4.3. Processor shall maintain reasonable security practices appropriate to the nature and scope of Processing, including: (a) procedures for identifying, assessing, and applying security updates and patches based on risk and criticality; (b) regular security testing, including vulnerability assessments, with frequency and scope determined by Processor's risk assessment; (c) security monitoring capabilities to detect and respond to security incidents; and (d) documentation of security policies and procedures sufficient to demonstrate compliance with this DPA.
4.4. Controller may request information regarding Processor's security measures no more than once per twelve-month period (unless required by law or in response to a suspected or actual Personal Data Breach).

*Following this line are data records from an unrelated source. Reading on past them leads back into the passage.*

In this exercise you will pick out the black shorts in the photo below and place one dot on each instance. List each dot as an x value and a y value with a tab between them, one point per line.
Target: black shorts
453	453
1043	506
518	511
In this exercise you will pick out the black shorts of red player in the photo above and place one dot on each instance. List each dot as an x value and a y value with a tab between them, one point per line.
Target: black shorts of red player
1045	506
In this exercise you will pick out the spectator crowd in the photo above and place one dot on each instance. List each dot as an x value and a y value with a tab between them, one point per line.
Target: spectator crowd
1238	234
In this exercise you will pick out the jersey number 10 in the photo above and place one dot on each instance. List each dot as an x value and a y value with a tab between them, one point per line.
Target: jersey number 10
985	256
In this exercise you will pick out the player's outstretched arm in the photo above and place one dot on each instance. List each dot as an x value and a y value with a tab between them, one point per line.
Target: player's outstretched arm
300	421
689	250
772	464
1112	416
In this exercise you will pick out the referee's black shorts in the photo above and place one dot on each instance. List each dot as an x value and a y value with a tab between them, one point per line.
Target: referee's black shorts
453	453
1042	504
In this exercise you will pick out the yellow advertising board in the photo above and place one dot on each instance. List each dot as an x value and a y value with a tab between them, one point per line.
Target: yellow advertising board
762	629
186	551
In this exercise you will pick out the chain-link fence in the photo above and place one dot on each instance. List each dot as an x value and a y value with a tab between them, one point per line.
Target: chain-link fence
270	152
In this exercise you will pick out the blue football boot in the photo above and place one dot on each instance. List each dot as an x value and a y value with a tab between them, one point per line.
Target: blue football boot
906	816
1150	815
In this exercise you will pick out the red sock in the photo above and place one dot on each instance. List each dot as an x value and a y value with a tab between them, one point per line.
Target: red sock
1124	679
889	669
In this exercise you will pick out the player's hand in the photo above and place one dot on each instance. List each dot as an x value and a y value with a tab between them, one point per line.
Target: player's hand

Processor shall respond to reasonable requests within thirty (30) days. Controller's audit and inspection rights are set forth in Section 10.
5. Subprocessing.
5.1. Customer provides Tagboard general written authorization to engage Subprocessors to process Personal Data on Customer’s behalf. The Subprocessors engaged by Tagboard are listed at: https://support.tagboard.com/knowledge-base/sub-processors-and-subcontractors.
5.2. Tagboard shall provide Customer with at least 10 days’ advance notice (email being sufficient) of the addition or replacement of any Subprocessor by updating the list referenced in Section 5.1 and sending notice to Customer’s email address on file. Customer may object to the engagement of a new or replacement Subprocessor within 10 days of such notice, provided the objection is based on reasonable data protection grounds.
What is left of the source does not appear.